Amazon.com Review
The standard IQ test measures rational intelligence--the skills we use to solve logical or strategic problems. For a long time, IQ results were considered the best measurement of a person's smarts and potential for success. But in the early 1990s Daniel Goleman pointed out that success is also dependent on emotional intelligence--the thinking that gives us empathy, compassion, and the ability to respond appropriately to pain or pleasure. Now, at the end of the 20th century, authors Danah Zohar and Dr. Ian Mitchell claim that there is another important Q to consider--the SQ, otherwise known as Spiritual Intelligence. In fact, the authors assert that "SQ is the necessary foundation for both the IQ and the EQ. It is our ultimate intelligence." They have an excellent point. After all, computers have high IQ, animals often have high EQ, but only humans have SQ--the ability to be creative, change the rules, alter situations, and question why we are here.
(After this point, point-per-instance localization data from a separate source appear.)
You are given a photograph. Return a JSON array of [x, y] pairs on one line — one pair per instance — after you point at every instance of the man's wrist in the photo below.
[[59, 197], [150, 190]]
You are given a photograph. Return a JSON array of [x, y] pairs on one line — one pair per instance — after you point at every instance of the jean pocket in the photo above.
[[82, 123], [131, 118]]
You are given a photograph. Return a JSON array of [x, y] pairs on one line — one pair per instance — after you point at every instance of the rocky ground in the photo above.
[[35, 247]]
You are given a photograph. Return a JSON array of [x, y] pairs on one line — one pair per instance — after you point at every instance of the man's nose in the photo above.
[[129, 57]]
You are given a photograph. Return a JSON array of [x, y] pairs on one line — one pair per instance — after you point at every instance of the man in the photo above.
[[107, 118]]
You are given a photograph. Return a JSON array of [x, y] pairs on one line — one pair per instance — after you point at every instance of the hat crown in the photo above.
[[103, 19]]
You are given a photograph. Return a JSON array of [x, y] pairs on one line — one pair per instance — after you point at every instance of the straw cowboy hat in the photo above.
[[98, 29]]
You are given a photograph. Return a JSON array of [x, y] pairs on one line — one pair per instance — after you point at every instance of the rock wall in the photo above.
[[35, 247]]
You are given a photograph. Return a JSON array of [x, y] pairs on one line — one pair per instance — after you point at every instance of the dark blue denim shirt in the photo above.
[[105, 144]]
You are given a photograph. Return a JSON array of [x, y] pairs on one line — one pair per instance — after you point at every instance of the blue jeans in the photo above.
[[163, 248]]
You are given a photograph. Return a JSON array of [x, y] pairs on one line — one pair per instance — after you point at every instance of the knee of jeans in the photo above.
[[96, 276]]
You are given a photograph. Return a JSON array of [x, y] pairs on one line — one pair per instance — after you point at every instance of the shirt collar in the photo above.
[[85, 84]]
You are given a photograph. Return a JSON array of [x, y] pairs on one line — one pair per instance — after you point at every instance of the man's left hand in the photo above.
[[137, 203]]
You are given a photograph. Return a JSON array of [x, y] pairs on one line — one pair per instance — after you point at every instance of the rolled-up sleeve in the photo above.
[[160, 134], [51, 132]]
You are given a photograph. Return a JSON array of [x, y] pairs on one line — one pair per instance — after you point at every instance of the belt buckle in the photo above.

Because the authors are well-researched and highly articulate, the entire book makes for intellectually, emotionally, and spiritually compelling reading. Chapters include "The God Spot in the Brain," "How We Become Spiritually Stunted," "Six Paths Toward Greater Spiritual Intelligence," and "Assessing My SQ."
--Gail Hudson
From Publishers Weekly
Science may still be a long way from measuring the quality of human consciousness, but it can already detect its presence in the brain's electric frequencies. Drawing on the research of neuroscientist Rodolfo Llinas, which connects consciousness with the presence of 40 HZ neural oscillations in the human brain, the authors of The Quantum Self attempt to conceptualize the spiritual state of "higher consciousness" within the realm of quantum physics. Going one step further than Llinas, Zohar and Marshall propose that these frequencies are evidence of spiritual intelligence, or the "intelligence of the soul." They define SQ as "unitive" thinking and describe it in physical terms as the high frequency oscillatory activity that binds the proto-consciousness in all single-cell life into a unified, meaningful whole within certain special structures, such as the human brain. Of the neural cells involved in conscious experience, they write: "They behave as many individual voices that have become one voice in a choir. No known phenomenon can generate this kind of coherence, but it is the rule in quantum processes." The unity of all living things that is at the core of Buddhist philosophy serves as a natural segue from quantum physics to metaphysics. Unsurprisingly, Buddhist, Hindu and Hebrew texts provide the foundation for the authors' prescriptions for increasing spiritual intelligence in the latter half of this engrossing and inevitably controversial book. Illus. not seen by PW. Foreign rights sold in Germany, Japan, the Netherlands, Sweden, Brazil and the U.K. (Jan.)